You can write a (degenerated) version of Gauss’ technique to find the sum of integers with reversed, and it works with sets :-)

func gaussSum<S: Sequence>(_ s: S) -> Int where S.Element == Int {
    return zip(s, s.reversed()).reduce(0) { $0 + $1.0 + $1.1 } / 2
}

gaussSum([1, 2, 3, 4, 5]) // 15
gaussSum(Set([1, 2, 3, 4, 5])) // 15
gaussSum(1..<6) // 15

(I’m kidding, this is not a “real use” of Set.reversed)


(cherrywoods) #18

As I tried to point out, Iteration does not really require (persistent) ordering. If you need to do order dependant operations on a set, in my opinion you should itterate and copy it to an array, even if it is slow, because you can (should) not assume for a Set what is assumable for an ordered collection.

The for loop style iteration needs some kind of ordering in the moment the iteration runs, in terms that you wont get one element twice. Using forEach, which is also iterating for me, does (in it‘s syntax) not require ordering.

It seems as if Sequence destroyed what you call unordered mythos and not protocol orientated programming in general, because Iteratable would just be a protocol too with the operations required for iteration, but without the order dependant ones.

The question is what ordering has a Set?
Array‘s ordering is defined by it‘s indices, such that the first element is before the second, etc. When using an array you may assert some kind of additional ordering implied by your use, e.g. as a Stack where in this example elements with smaller indices are older than those with higher indices.

Now a Set is something diffrent then an Array with unique elements and has no clear ordering.

In my understanding of ordering any arbitrary ordering implies no use cases since to me ordering implies a rule of order. Please correct me if there are use cases for such an (un)ordering, that does not abstract from a specific order but requires specifically an arbitrary ordering.

To summand this: My point of view is: A temporal ordering is no real ordering.

I don‘t know the current implementation of Set, but in a HashSet like java‘s the iteration order could be the order of the hash values, which is an ordering, but no real ordering of the elements and if you are required to use this ordering, you should not use HashSet because this isn‘t a feature of HashSet.

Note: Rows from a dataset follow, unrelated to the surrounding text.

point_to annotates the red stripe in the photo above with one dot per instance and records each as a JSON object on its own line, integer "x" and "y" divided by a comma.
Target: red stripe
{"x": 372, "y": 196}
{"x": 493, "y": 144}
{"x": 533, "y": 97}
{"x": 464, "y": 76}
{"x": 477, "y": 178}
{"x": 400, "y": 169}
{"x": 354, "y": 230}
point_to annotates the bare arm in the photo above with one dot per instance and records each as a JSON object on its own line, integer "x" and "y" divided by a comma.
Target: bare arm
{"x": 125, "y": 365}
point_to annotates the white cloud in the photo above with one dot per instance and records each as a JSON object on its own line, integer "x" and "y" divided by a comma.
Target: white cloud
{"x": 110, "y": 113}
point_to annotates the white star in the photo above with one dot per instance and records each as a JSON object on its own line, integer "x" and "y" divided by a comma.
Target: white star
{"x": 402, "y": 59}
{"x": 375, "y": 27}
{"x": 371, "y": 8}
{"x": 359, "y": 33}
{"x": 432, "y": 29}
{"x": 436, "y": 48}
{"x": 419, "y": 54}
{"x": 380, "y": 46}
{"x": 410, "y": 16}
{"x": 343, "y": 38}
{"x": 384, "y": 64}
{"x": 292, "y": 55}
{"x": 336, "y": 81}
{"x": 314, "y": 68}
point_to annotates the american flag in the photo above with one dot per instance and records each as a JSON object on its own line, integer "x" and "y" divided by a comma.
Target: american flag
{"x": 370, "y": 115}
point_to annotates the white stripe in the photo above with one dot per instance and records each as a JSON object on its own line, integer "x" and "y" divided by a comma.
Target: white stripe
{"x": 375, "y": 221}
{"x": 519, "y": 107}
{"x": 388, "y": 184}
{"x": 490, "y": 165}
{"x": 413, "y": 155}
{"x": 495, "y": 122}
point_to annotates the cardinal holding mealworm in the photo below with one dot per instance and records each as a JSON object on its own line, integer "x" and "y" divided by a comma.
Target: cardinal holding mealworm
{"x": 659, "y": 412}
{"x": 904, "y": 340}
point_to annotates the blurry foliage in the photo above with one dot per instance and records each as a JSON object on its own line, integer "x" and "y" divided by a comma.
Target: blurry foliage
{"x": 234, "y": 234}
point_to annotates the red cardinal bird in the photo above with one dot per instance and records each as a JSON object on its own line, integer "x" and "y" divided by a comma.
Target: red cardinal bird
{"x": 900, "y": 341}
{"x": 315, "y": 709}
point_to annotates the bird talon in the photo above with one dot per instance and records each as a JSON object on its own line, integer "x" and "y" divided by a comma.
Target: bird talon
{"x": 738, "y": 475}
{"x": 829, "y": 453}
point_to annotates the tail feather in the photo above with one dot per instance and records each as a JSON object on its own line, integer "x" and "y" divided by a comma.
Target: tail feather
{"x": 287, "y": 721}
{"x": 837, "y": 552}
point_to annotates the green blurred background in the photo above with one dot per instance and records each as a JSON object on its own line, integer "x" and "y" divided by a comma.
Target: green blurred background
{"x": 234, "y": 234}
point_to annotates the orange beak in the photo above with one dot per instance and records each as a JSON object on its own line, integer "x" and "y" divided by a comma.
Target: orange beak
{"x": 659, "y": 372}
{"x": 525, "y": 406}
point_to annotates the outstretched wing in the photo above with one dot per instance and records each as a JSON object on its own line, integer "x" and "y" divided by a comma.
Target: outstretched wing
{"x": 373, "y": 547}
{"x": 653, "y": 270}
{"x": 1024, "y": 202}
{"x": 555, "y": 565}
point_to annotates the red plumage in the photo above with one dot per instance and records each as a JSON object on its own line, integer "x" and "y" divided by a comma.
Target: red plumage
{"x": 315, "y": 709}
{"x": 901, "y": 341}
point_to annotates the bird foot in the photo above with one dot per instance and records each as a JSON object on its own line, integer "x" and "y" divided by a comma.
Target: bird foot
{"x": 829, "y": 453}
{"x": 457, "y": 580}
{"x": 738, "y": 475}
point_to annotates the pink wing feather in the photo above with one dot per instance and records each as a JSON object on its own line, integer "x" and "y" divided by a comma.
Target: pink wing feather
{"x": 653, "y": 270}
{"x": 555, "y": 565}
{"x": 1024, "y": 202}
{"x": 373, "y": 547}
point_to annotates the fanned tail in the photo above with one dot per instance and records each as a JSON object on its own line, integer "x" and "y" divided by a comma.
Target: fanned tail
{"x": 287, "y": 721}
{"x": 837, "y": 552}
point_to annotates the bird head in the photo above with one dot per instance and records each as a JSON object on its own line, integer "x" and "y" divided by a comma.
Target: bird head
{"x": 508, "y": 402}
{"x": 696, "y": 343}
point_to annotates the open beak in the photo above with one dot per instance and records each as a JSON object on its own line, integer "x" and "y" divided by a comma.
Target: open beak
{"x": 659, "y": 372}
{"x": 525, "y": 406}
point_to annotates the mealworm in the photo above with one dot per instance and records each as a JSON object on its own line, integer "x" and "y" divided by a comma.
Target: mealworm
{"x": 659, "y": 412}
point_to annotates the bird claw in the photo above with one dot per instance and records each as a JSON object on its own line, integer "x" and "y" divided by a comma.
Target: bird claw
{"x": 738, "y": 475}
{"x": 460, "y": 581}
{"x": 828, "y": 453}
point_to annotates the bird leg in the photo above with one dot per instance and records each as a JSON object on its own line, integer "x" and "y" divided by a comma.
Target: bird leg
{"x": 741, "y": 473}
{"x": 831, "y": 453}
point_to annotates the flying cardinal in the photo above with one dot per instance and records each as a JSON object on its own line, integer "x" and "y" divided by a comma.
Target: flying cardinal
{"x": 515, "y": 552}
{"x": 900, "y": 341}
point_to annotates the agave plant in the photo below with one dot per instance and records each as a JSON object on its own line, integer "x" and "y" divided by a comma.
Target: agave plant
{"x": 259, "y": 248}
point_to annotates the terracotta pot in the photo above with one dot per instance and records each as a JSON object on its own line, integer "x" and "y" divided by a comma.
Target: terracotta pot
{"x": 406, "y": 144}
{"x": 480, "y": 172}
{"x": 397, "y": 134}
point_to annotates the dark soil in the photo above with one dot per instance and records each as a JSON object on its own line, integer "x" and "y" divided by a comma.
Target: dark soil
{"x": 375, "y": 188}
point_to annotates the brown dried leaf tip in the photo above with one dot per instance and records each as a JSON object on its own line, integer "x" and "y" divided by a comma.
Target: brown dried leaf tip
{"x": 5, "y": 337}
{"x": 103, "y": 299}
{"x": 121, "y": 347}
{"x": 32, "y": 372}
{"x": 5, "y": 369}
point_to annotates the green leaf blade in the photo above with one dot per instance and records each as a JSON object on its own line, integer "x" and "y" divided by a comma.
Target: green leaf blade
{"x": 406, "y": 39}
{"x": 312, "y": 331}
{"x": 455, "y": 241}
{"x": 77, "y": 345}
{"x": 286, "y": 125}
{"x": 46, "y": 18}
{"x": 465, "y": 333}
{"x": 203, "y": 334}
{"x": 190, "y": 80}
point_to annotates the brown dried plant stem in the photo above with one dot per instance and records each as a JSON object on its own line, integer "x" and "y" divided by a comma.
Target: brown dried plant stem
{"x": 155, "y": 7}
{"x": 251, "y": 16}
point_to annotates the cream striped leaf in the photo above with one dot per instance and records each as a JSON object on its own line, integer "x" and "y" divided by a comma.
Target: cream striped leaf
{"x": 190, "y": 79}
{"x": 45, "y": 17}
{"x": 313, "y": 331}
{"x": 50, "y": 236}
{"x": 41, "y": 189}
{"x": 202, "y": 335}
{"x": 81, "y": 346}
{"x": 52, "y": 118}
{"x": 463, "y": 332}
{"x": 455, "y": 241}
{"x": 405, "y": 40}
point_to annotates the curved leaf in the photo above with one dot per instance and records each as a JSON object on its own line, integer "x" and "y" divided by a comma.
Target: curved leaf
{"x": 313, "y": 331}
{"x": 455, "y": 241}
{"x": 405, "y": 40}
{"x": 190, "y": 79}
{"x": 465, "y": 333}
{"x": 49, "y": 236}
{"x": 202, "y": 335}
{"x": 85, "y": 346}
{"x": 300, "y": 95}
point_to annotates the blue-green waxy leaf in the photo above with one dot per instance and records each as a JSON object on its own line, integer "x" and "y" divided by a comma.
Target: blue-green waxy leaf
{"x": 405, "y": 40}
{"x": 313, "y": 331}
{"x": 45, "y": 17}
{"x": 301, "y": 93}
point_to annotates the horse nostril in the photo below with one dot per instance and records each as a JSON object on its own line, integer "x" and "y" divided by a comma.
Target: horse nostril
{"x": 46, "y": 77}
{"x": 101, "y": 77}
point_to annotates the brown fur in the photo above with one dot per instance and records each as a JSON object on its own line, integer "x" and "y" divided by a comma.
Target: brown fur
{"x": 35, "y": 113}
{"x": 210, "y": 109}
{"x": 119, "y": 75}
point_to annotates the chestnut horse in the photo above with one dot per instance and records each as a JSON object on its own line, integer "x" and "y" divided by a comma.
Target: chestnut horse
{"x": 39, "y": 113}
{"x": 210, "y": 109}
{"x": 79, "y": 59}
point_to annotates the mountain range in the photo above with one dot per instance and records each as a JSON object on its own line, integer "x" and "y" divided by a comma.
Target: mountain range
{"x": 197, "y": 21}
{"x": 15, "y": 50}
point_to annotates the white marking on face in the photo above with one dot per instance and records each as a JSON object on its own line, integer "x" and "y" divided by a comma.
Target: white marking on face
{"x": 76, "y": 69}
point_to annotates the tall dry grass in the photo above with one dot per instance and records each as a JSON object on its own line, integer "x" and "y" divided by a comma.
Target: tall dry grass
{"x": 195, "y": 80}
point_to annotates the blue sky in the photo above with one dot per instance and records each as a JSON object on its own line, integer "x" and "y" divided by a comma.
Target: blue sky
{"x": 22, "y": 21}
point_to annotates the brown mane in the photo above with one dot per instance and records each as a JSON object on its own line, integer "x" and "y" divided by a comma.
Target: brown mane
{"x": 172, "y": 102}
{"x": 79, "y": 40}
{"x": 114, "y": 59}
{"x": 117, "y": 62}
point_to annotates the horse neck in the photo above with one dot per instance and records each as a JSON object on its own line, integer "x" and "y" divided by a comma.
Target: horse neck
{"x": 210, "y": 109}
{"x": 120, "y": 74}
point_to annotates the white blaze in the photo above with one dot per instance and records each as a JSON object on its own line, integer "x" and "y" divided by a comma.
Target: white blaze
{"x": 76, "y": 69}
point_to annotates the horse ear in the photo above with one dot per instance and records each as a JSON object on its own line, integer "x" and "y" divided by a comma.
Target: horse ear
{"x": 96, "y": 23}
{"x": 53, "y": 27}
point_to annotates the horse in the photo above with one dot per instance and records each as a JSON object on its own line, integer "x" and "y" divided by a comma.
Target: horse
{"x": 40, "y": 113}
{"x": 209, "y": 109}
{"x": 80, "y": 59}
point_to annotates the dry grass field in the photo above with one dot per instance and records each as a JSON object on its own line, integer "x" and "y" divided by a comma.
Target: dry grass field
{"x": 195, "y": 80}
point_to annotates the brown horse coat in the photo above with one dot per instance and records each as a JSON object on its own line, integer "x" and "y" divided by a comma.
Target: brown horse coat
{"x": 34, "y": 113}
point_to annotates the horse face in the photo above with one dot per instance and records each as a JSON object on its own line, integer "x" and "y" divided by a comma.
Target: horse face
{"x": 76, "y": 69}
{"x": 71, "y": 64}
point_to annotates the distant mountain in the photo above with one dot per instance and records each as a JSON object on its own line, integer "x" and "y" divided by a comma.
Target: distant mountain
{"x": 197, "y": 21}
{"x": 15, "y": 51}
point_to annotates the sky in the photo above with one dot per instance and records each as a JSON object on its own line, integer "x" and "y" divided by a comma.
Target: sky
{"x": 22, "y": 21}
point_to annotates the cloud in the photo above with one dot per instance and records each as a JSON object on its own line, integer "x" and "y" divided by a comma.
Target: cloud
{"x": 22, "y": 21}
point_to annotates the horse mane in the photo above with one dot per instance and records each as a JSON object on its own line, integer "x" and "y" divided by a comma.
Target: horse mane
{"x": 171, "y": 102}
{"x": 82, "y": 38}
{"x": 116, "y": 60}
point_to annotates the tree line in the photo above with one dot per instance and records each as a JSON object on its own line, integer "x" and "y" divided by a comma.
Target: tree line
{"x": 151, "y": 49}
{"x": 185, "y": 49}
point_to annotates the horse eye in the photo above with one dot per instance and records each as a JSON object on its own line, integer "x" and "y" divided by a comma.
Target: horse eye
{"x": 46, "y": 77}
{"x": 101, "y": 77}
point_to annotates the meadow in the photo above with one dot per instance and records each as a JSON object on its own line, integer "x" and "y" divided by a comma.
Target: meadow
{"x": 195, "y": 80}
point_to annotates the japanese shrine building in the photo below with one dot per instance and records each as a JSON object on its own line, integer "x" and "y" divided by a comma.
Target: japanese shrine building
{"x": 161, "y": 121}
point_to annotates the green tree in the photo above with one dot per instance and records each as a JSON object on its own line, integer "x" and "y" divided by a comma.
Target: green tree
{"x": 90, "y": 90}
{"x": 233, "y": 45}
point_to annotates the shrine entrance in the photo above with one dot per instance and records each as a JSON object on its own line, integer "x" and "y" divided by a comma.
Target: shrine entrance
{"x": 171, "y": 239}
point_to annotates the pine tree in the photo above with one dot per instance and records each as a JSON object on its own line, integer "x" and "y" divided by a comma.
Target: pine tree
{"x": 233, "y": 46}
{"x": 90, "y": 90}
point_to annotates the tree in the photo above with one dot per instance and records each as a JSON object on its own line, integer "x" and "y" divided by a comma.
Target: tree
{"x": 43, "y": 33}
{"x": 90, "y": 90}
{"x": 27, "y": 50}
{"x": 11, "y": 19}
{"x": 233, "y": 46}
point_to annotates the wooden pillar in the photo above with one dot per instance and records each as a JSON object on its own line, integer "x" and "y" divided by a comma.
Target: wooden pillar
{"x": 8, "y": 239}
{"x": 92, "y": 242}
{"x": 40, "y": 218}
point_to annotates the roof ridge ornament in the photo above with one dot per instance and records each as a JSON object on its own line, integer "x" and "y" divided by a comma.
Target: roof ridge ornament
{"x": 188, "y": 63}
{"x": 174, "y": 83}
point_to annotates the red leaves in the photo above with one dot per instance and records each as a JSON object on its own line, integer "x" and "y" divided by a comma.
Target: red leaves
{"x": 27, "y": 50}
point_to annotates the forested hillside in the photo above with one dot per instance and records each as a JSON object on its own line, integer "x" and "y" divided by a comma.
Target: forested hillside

This would be like using a TreeSet to implement in-order traversation because TreeSet randomly implements iteration this way.


(Saagar Jha) #19

If you don’t mutate a Set, I believe that it multiple iterations over it are guaranteed to be the same. There’s no need to copy to an Array in this case.


(cherrywoods) #20

I guess this is true for Swifts Set implementation, but speaking about all implementations of Sets, it is not required.

Assume a optimized Set implementation that decides to use another iteration strategy if memory is short or a device runs in low power mode. This implementation will not guarantee the same iteration order even if the Set isn‘t mutated.
The point is that this feature is not one of Sets features but follows from implementation details.

Note that the iteration order remains the same, (and also the implicit implementation order), but how can iteration order be kept if an element is inserted? Where should it be placed? At the end? Why? There is just no background rule in iteration ordering which makes it in my opinion no real ordering.